Training a Reinforcement Learning Policy and running it on Bittle Robot
Make Bittle walk without coding in the skill
Happy New Year! I spent some of my time in the holidays trying to train a Reinforcement Learning (RL) policy and apply it to make Bittle walk. I feel that I am still scratching the surface; please expect to see some posts on this topic as I learn the material.
Reinforcement Learning (RL)
RL has a lot of appeal when it comes to training skills to robots. There is an abundant body of literature for training an RL policy for quadruped robots. Papers I have read include this and this. RL is popular because it enables the user to think in terms of a reward function, which represents the action that the user is seeking from the robot, instead of thinking about controlling robot servos for each individual degrees of freedom that the robot may have.
Specifically for the Petoi Bittle robot, there is a great thread on how to train a RL policy for Bittle in the Petoi user forums. I learned all that I needed to train a RL policy for Bittle on this thread. I have also previously written a detailed post on some of the more technical details of RL, including how the stuff internally works here.
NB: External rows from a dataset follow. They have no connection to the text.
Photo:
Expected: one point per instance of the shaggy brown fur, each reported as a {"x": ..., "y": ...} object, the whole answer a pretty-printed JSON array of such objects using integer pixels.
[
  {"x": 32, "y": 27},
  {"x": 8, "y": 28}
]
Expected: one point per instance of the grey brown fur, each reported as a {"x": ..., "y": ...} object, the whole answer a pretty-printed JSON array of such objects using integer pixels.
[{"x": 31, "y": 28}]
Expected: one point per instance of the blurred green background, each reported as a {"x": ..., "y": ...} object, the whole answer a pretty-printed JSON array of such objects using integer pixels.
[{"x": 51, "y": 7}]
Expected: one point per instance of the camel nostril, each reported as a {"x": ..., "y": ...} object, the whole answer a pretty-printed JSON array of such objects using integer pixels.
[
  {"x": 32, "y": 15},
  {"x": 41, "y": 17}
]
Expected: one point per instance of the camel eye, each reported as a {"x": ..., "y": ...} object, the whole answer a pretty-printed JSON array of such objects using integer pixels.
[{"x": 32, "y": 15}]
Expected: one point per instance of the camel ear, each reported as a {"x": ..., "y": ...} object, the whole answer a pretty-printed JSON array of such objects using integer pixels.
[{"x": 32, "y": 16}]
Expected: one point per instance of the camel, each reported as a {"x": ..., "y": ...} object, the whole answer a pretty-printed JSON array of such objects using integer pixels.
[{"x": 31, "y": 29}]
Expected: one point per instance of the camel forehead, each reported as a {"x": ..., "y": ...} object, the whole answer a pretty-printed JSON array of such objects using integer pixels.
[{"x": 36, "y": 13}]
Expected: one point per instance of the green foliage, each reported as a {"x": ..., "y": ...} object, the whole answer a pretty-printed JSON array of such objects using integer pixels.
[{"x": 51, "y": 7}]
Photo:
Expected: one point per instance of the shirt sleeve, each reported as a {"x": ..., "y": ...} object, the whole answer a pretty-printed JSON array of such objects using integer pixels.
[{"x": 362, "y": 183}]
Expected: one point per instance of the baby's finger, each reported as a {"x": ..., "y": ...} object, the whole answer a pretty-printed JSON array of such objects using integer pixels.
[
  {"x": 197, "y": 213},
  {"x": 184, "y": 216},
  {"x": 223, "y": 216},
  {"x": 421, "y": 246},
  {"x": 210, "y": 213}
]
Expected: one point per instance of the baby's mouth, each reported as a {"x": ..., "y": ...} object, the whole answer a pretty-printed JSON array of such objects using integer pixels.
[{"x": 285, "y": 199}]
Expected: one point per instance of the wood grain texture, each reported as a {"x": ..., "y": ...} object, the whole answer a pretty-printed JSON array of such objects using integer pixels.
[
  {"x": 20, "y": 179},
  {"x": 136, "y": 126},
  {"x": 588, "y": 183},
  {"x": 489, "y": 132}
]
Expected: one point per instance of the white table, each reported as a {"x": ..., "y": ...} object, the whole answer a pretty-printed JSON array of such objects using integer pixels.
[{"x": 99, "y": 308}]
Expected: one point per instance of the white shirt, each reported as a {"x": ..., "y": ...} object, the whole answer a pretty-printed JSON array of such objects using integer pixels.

This article is a bit different and will mainly document the steps I had to take in the endeavour of training my own RL model from scratch (in case it is not easy to decipher from the original thread). So here is a list of steps.
Training a RL Model
Things you would need:
A Petoi Bittle robot preferably equipped with a Bi-Board (The original thread author mentions that he tried these steps with Nybble and NyBoard, but my experience is limited to Bittle/Bi-board). You would also need a USB cable to connect your desktop/laptop to Petoi Bi-board.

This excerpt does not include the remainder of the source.